Доступ предоставлен для: Guest

ISSN Online: 2377-424X

ISBN CD: 1-56700-226-9

ISBN Online: 1-56700-225-0

International Heat Transfer Conference 13
August, 13-18, 2006, Sydney, Australia

APPROXIMATE ANALYSIS FOR CONJUGATE HEAT TRANSFER IN SOLIDS UNDER STEADY CONVECTION

Get access (open in a dialog) DOI: 10.1615/IHTC13.p20.150
9 pages

Аннотация

A conducting solid, with its surface under a steady flow, extends upstream of a region of the solid which is held at constant temperature, the latter being above that of the approaching stream. The surface of the conducting solid in the upstream region has a temperature that falls monotonically with distance from the forward edge of the constant-temperature region. The local convective transport coefficient at a point on the surface, as the flow approaches that forward edge, depends in part on the variation of surface temperature upstream, while the temperature at that point on the solid depends on conduction from the constant-temperature region downstream.
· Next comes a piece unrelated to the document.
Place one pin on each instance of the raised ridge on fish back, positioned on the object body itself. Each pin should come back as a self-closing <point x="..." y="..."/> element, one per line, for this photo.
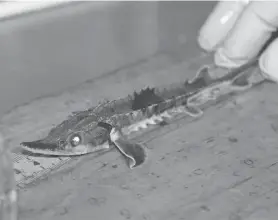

It is a conjugate problem. In numerical analysis of geometries with such regions a refined mesh may be introduced locally upstream and downstream to improve accuracy, but the mesh refinement is often arbitrary. A method is described here, based on dynamic programming, and embracing a form of multi-scale modelling where the scale involved is much coarser than when applying programs such as FLUENT and NEKTAR (Karniadakis & Sherwin (2005)), and which can provide estimates of the errors incurred when using a finite set of grid steps, not uniformly spaced, and so chosen as to minimize an error criterion. The computation is quick to execute. The method can be repeated with different numbers of steps used in dividing the convection field while keeping a single length scale of representation for the conducting solid in the region of interest.
The method is illustrated with a model where the temperature on the forward-projecting solid surface is approximated in steps each of constant but different temperature, with generally unequal steps in temperature and unequal lengths of steps in the direction of flow. The local heat transfer from the solid to the stream is computed by superposition from kernel solutions. (This implies applications where the mesh for the flow field is far from being set so fine as to seek to solve the local convection by good approximation inside the thermal boundary layer itself.) The temperature inside the solid is approximated by a smooth transcendental function with some adjustable parameters, and for a length scale larger than the lengths typical for each of a sequence of superpositions of application of kernel solutions for convection. The finite steps of the surface temperature used in approximation of the convection are set in height and length by dynamic programming, satisfying a criterion function that minimizes the integral least-squares difference of the stepped-temperature distribution from that of the temperature of the solid.